All young Black men get “The Talk” at one point or another.

It’s filled with pointers and suggestions about how to handle police encounters when walking, driving, or just breathing while Black. My mother gave my younger brother and me The Talk when we turned 12, and 15 years later I gave it to my little brother “M.” If you’ve never had it and/or have to give it,

It boils down to these six essential tips:

Image captured by Kwesi Abbensetts

You will be looked at as a criminal

I explained to “M” that it doesn’t matter how you dress, act, or talk, in the eyes of most if not all police officers, you’re a criminal.

Keep your hands by your sides

Many Black men have been murdered because their hands were moving or twitching nervously around police. Maybe it’s because they think we all pack 9mm’s or have the strength and skill of Floyd Mayweather. Nevertheless, keep your hands still and visible.

Talk cool and keep eye contact

When talking with police, maintain a cool, calm voice —kind of like Snoop Dogg — and keep your eyes locked on the officer. These small gestures project a sense of honesty, like “See officer so and so, I’m an ordinary Negro, not a super gangster like you think I am .”

Don’t roll with too many homies

When I was younger, me and my guys would never “roll four deep” (or have four or more passengers in the car).

That just screams to an officer, “Please pull us over.”

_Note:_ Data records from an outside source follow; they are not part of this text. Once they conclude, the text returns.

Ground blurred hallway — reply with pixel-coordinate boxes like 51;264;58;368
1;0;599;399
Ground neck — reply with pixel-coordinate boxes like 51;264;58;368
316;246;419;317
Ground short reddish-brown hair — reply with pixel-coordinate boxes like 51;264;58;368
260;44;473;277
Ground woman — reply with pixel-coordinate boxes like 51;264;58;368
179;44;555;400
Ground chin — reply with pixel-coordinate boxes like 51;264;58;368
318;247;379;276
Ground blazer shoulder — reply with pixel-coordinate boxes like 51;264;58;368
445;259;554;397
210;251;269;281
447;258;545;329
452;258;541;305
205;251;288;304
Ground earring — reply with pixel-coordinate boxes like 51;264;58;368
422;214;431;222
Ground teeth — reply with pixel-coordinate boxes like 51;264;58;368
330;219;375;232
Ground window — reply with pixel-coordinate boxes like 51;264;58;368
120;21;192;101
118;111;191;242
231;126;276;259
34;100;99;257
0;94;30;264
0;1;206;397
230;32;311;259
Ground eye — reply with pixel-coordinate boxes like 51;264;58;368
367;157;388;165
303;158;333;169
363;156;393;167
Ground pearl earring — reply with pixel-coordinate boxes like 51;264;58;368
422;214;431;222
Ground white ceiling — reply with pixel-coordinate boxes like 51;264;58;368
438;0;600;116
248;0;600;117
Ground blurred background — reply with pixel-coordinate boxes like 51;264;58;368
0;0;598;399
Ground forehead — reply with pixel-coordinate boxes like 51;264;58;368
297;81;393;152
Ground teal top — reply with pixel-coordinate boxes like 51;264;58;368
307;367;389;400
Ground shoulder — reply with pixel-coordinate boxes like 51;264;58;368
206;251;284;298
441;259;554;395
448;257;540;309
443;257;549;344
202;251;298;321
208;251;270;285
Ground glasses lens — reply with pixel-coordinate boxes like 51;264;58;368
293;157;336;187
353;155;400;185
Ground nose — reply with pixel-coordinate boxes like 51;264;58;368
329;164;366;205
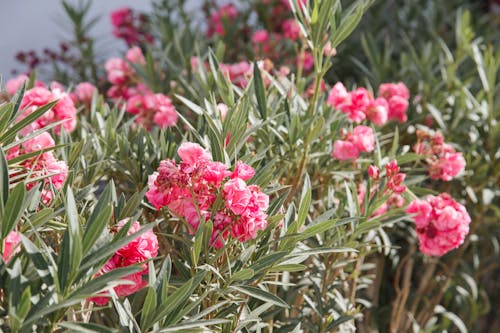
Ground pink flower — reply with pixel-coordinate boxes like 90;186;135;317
110;7;133;27
231;161;255;181
72;82;97;105
406;193;470;256
203;162;231;186
125;46;145;65
5;74;45;95
332;140;360;160
366;97;389;126
327;83;372;122
2;231;21;262
220;61;253;88
296;51;314;71
429;152;466;181
217;103;229;120
252;29;270;43
22;132;55;153
385;160;406;194
413;131;466;181
19;86;77;135
282;19;300;40
89;220;158;305
378;82;410;100
378;82;410;123
105;58;133;85
324;42;337;57
146;143;269;248
207;4;238;37
350;125;375;153
177;142;211;165
327;82;350;109
368;165;380;180
224;178;252;215
6;133;68;204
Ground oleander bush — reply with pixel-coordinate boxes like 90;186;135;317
1;0;499;332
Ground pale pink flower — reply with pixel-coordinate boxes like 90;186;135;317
73;82;97;105
327;82;350;109
2;231;21;262
324;42;337;57
125;46;146;65
177;142;211;165
105;58;133;85
366;97;389;126
19;86;77;135
217;103;229;120
429;152;466;181
5;74;45;95
22;132;55;153
406;193;470;256
350;125;375;153
332;140;360;160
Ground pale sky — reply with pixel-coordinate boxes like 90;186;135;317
0;0;153;80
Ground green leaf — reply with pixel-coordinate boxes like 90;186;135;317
58;322;117;333
253;61;267;120
2;183;26;238
82;205;112;255
0;101;57;145
231;268;255;282
297;174;312;230
159;319;231;332
231;285;289;308
70;265;143;298
0;149;9;210
143;271;207;331
141;286;158;326
267;264;307;272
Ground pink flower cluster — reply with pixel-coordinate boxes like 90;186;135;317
327;82;410;124
17;83;77;135
2;231;21;262
206;4;238;37
332;125;375;161
146;142;269;248
105;47;178;129
90;219;158;305
406;193;470;256
110;7;153;46
413;130;466;181
6;133;68;204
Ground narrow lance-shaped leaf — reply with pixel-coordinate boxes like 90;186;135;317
253;61;267;120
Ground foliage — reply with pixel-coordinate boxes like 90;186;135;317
1;0;498;332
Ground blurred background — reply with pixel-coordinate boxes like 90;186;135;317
0;0;152;80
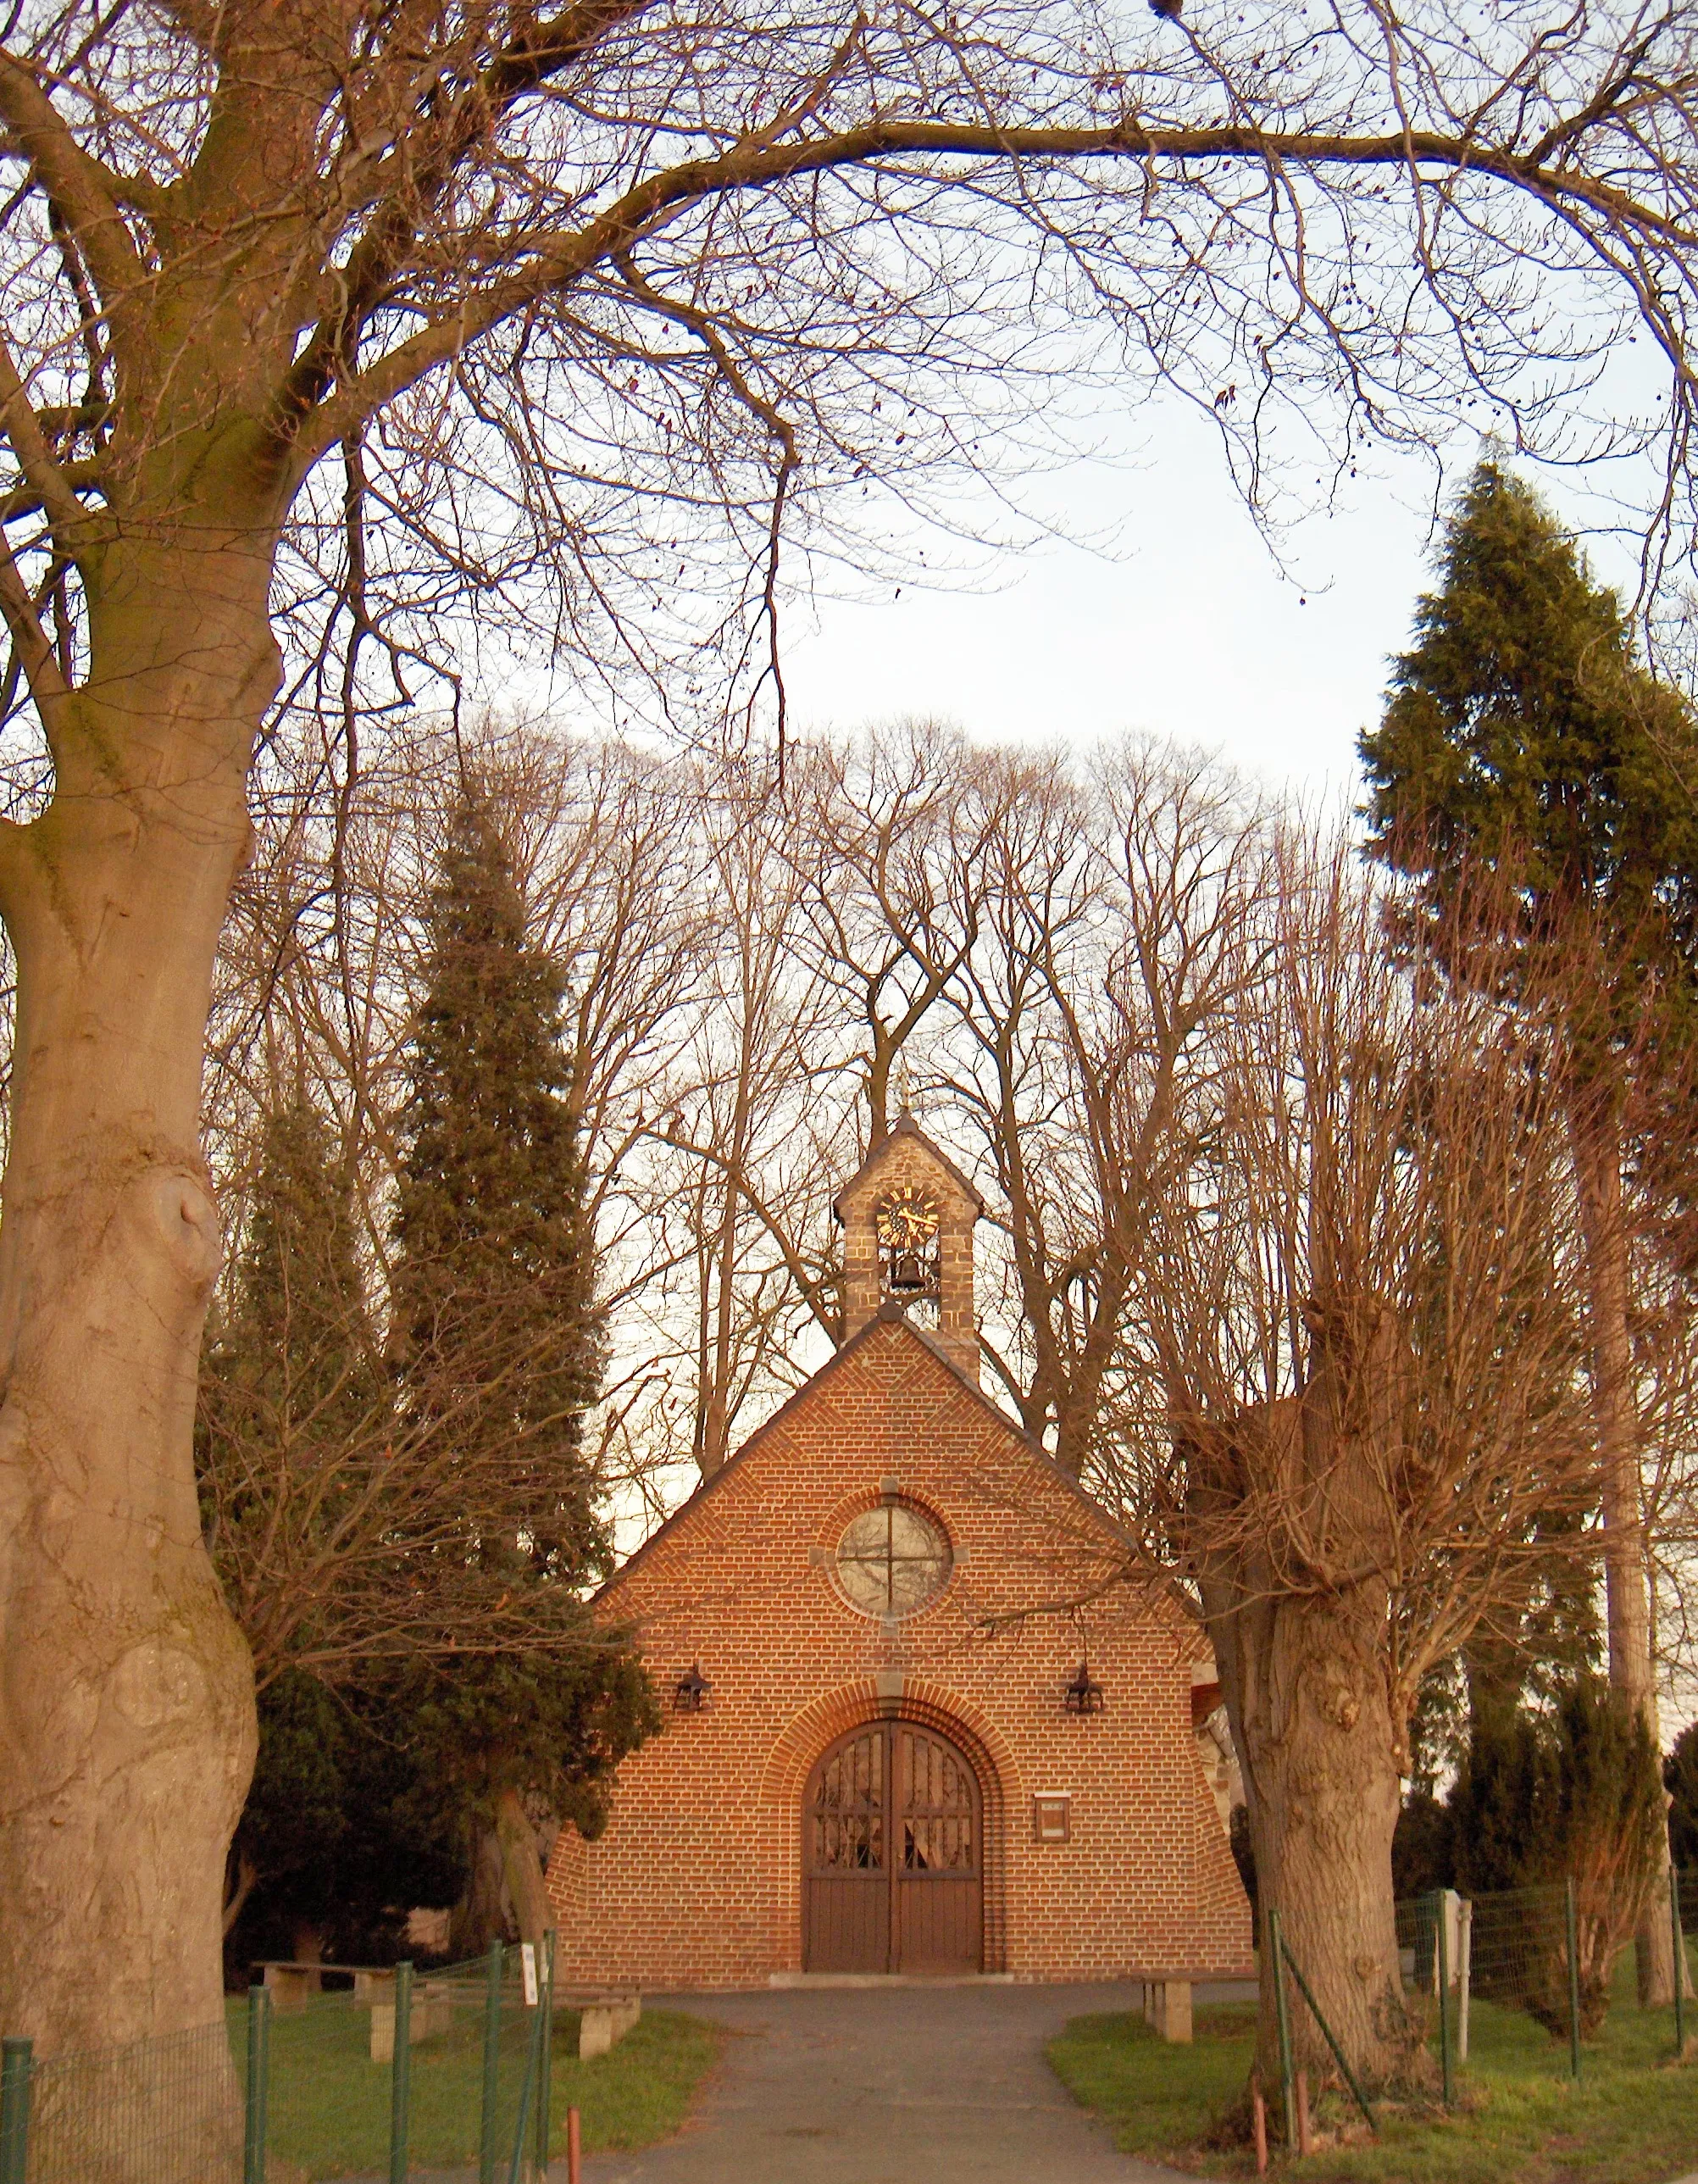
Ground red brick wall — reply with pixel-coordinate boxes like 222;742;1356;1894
547;1317;1252;1989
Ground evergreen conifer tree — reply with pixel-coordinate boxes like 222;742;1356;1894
1667;1722;1698;1871
205;1098;384;1480
391;792;603;1549
1447;1677;1665;2034
201;1095;388;1669
1362;464;1698;938
389;786;653;1946
223;1669;464;1975
202;1095;452;1957
1360;462;1698;1999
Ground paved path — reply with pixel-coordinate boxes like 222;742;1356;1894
583;1981;1215;2184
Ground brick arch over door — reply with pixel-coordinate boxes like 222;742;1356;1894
760;1681;1014;1974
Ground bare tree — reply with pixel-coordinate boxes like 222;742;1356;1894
8;1;1698;2073
202;711;1698;2099
943;743;1275;1468
1118;840;1616;2092
791;722;993;1153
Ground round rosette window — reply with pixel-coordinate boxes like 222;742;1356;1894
835;1500;952;1619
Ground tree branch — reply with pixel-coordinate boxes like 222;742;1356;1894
0;331;89;544
277;0;658;429
0;455;104;525
283;113;1695;471
0;49;147;302
610;249;798;757
0;526;72;751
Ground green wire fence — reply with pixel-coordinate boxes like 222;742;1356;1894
1255;1867;1697;2155
0;1935;566;2184
1391;1867;1698;2107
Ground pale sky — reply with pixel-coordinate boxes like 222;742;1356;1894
780;397;1645;806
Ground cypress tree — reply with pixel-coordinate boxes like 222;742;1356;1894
201;1095;388;1659
1360;463;1698;1999
205;1098;383;1475
1362;463;1698;942
391;792;605;1559
389;786;653;1945
202;1096;434;1956
224;1670;463;1975
1447;1678;1665;2035
1667;1722;1698;1870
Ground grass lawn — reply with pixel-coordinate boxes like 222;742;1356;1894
1047;1957;1698;2184
545;2009;724;2157
230;1992;722;2179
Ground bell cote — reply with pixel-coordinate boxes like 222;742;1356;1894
833;1114;982;1381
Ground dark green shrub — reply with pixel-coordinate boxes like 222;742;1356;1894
1228;1804;1257;1922
1393;1792;1455;1902
1667;1721;1698;1870
1448;1679;1663;2035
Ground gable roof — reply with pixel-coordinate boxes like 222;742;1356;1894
601;1300;1130;1599
830;1111;985;1220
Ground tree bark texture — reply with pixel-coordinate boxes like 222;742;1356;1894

If four or more of us had to go to somewhere, we would either walk, take a cab, or just meet up later.

Pull over in public

If you’re flagged down while driving, try your best to pull over around people. Why? Well you want witnesses just in case your traffic stop goes awry. More than one witness can help you in court if the police say you “assaulted” them. Speaking of police trustworthiness…

No warrant, no search

Under no circumstance should you allow a police officer to search your car without a warrant. Why? Well, for one, it’s your right. Two, you don’t want the cops to magically “find” an eight-ball of coke or a weapon used in a commission of a crime. I’ve read too many reports of police planting evidence on Black people during traffic stops to not always follow this rule.


After I gave The Talk to “M,” he was blown away.

He asked me:

“Is it always going to be like this for Black people?”

I looked at him, gave a big sigh and said, “I don’t know man.”

It’s a shame that we have to pass along these tips to our children to ensure their survival (and even then, we don’t know if they will survive). They should be concerned with getting a great education and growing to be upstanding adults, not figuring out how to walk away unscathed from an encounter with the police.

However optimistic this sounds, my hope is that “M” will never have to sit down with a young Black person and give him or her The Talk.